The study was published in the March 4 issue of "The American Naturalist" and details how climate change ushered the squid north. It also documents how the squid has grown in size and lives twice as long as its California relatives.
The researchers identified a few climate change-related factors - warming waters, decreased oxygen saturation and shifting presence of competing species - that made it easier for any individual squid to meet its needs in Alaska than to meet them in its home range from Baja California to Monterey Bay. It is generally the type of squid found in grocery stores and fish markets in the state.
In California, the squid's life span is about six months and it grows to 120 millimeters (4.7 inches) long on average.
In Alaska, researchers have found the same species since 2015 is significantly larger -- with an average length of 160 millimeters (6.3 inches) -- and lives almost twice as long, which is similar to the average sizes recorded 70 years ago in California.

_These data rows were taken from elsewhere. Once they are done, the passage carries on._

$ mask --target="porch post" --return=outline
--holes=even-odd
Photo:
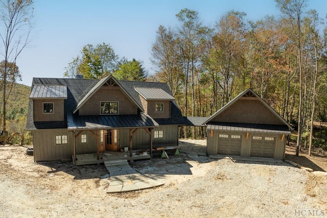
[[[132,135],[132,129],[129,129],[129,156],[133,156],[133,135]]]
[[[73,131],[74,137],[73,137],[73,162],[76,165],[76,144],[75,144],[75,131]]]

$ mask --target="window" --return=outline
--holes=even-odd
[[[43,102],[43,113],[53,113],[53,102]]]
[[[81,135],[81,143],[86,143],[86,134]]]
[[[164,138],[164,130],[156,130],[154,131],[154,138]]]
[[[164,111],[163,103],[155,103],[155,111],[162,112]]]
[[[67,135],[56,136],[56,144],[67,144]]]
[[[273,141],[274,137],[265,137],[265,140],[266,141]]]
[[[100,103],[100,114],[118,114],[118,102]]]

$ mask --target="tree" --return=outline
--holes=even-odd
[[[289,22],[294,33],[295,38],[291,37],[294,41],[294,44],[297,48],[298,71],[299,71],[299,104],[298,111],[298,130],[297,141],[296,142],[296,156],[298,156],[300,147],[301,146],[301,136],[302,134],[302,125],[303,123],[302,113],[302,14],[303,10],[306,7],[306,0],[275,0],[278,7],[282,12],[288,19]]]
[[[123,58],[118,63],[118,69],[112,75],[120,80],[144,81],[147,78],[142,63],[135,58],[129,61],[126,58]]]
[[[0,1],[0,22],[4,28],[0,29],[2,45],[0,55],[4,58],[2,67],[3,82],[3,130],[6,130],[6,107],[8,99],[8,80],[15,81],[18,72],[16,68],[16,60],[30,41],[32,29],[33,2],[32,0],[1,0]],[[3,45],[3,47],[2,47]],[[5,143],[6,141],[4,142]]]
[[[198,68],[200,64],[200,45],[202,42],[203,35],[208,31],[208,29],[203,26],[202,23],[199,21],[198,13],[197,11],[184,9],[176,14],[176,17],[181,22],[180,26],[177,28],[177,31],[178,37],[181,41],[180,49],[185,81],[184,115],[186,116],[188,114],[189,78],[191,74],[192,115],[195,116],[196,108],[195,78],[197,76],[196,74],[198,72]],[[185,132],[186,134],[186,129]],[[194,135],[195,132],[193,128],[193,138],[194,138]]]
[[[160,26],[156,41],[152,44],[151,62],[156,67],[156,74],[168,84],[175,96],[182,83],[182,67],[180,61],[180,40],[171,28]]]
[[[74,78],[81,74],[86,79],[101,79],[113,72],[118,59],[110,44],[103,42],[95,47],[88,44],[81,51],[81,57],[78,56],[65,67],[64,76]]]

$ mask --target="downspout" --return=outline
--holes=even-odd
[[[153,148],[153,143],[152,140],[152,130],[153,128],[150,129],[150,159],[152,160],[152,149]]]
[[[73,162],[74,165],[76,165],[76,144],[75,144],[75,131],[73,131],[74,137],[73,137],[73,143],[74,144],[73,150]]]

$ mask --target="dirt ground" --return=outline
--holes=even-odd
[[[287,164],[195,161],[181,153],[131,164],[164,185],[108,194],[110,175],[103,164],[35,163],[26,149],[0,147],[0,217],[327,215],[327,176]],[[286,158],[327,171],[326,157],[293,152],[288,147]]]

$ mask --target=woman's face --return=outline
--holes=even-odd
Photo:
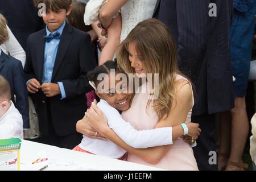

The larger size of the squid is significant, researchers said, because that would allow it to feed on more than just its usual diet of crustaceans.
This could allow the squid to eat small fish, which could either be the meal of its important new neighbors or the important neighbors themselves, like young salmon. Thus, the migrant squid may not only be harming the native creatures inhabiting Alaskan waters, but Alaskan fishers as well.
Researchers believe these changes have occurred in a relatively short time span of six generations, a total of just three years.
"As climate change progresses, there are bound to be other species like the California market squid that move to more suitable seas," said Mark Denny, the John B. and Jean De Nault Professor in Marine Science at Hopkins Marine Station and senior author on the paper. "Investigating what happens to this squid and the ecosystems around them right now will help researchers predict what could happen to other marine life later."